Module recap and Q&A

PSM 2

Bennett Kleinberg

12 March 2019

Probability, Statistics & Modeling II

Today

Module recap and Q&A

Model comparison
The loglinear model
Interpretation

Model comparison

When do we need it?

you can model an outcome variable in many ways
- \(income \sim age + gender\)
- \(income \sim age + gender + education\)
- \(income \sim ethnicity + familystatus\)
Which model explains the data (i.e. the outcome) better?

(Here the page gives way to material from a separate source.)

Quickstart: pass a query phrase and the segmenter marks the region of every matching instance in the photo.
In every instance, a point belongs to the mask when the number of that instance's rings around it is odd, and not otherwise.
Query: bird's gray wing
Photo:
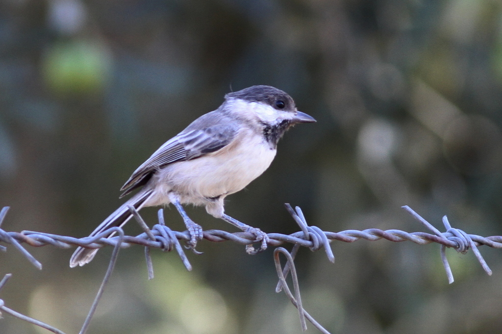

How to do that comparison?

Nested vs unnested models

One model is nested in another if you can always obtain the first model by constraining some of the parameters of the second model.

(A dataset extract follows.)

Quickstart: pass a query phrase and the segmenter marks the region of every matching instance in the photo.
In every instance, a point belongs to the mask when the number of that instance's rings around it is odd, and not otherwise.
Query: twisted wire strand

Nice explanation in this SO answer

Nested vs unnested models

Model 1: \(Y \sim x1 + x2 + x1:x2 + x3\)

Model 2: \(Y \sim x1 + x2\)

Can we constrain the parameters of Model 1 to obtain Model 2?

Model parameters

Model 1: \(Y \sim \beta_1x1 + \beta_2x2 + \beta_3(x1:x2) + \beta_4x3\)

Model 2: \(Y \sim \beta_1x1 + \beta_2x2\)

Can we constrain the parameters of Model 1 to obtain Model 2?

–> Yes: set \(\beta_3 = \beta_4 = 0\) so that \(Model 1 = Model 2\)

Nested vs unnested models

Model 1: \(Y \sim x1 + x2\)

Model 2: \(Y \sim x1\)

Nested?

Nested vs unnested models

Model 1: \(Y \sim x1 + x2\)

Model 2: \(Y \sim x1 + x3\)

Nested?

Nested vs unnested models

Model 1: \(Y \sim x1 + x2 + x3 + x4\)

Model 2: \(Y \sim x5\)

Nested?

Nested models

\(income \sim age + gender\)

\(income \sim age + gender + education\)

Nested?

Nested models

M1: \(income \sim age + gender\)

M2: \(income \sim age + gender + education\)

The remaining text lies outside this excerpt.